Go Fork Yourself

Adri Villela
Dzero Labs
Published in
6 min readApr 2, 2020

--

My rubber chicken is horrified by bad Git practices

In our experience, many companies tend to have at least one very large, bastard codebase touched by many developer hands at once.

If you work for a large enterprise, chances are that your organization has a monster app featuring a codebase that is touched by many developer hands at once. It’s probably a legacy app that everyone is too afraid to refactor, for fear that “fixing” one thing may break another. And, most likely, the codebase used to be hosted on some centralized version control system (CVCS), such as TFVC or ClearCase, and has recently all been moved everyone’s favorite distributed version control system (DVCS), Git.

Moving from a centralized version control system to a distributed version control system can be scary. You are, after all, being asked to learn a new set of commands, and worse…a new way of working. Because humans are creatures of comfort, they tend to stick to what makes them feel comfortable, and inevitably, that means trying to use the same dev patterns to work that they used in the old version control system (VCS), and port them over to Git.

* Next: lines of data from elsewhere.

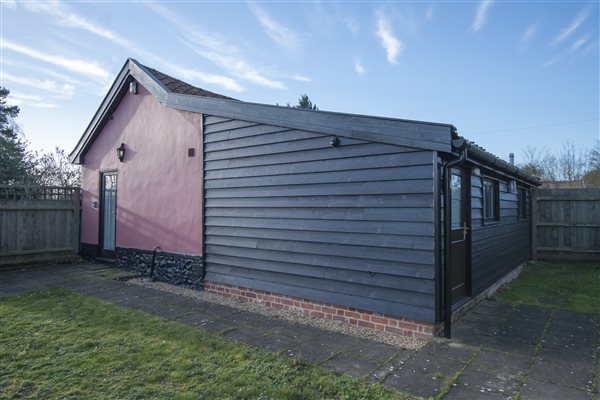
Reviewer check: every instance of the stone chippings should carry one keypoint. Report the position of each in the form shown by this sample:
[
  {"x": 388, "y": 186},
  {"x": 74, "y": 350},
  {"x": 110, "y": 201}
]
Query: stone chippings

This can result in disastrous patterns of behaviour:

  • Creating aliases to make Git work like your old VCS.
  • Storing build artifacts in Git (it was considered okay to do this in ClearCase, for example).
  • Non-Git branching strategies
  • Cherry-picking as part of your workflow

Even if you do get your team to follow GitFlow or GitHub Flow, the fact of the matter is, neither branching model on its own can scale very well for large applications being worked on by multiple teams at the same time. One of the biggest side-effects is ending up with multiple branches managed by different teams. This results in:

  • Accidentally merging code into the wrong branch, therefore breaking code
  • Cherry-picking code from a bunch of branches into a release branch. This is a nightmarish task that often requires a team of Git pros to do this, and which is the equivalent of picking all the red M&Ms from a large jar full of M&Ms. Not fun.

Don’t believe me? Check out the diagram below. It’s a real Git network diagram for an app at a large enterprise. Gross.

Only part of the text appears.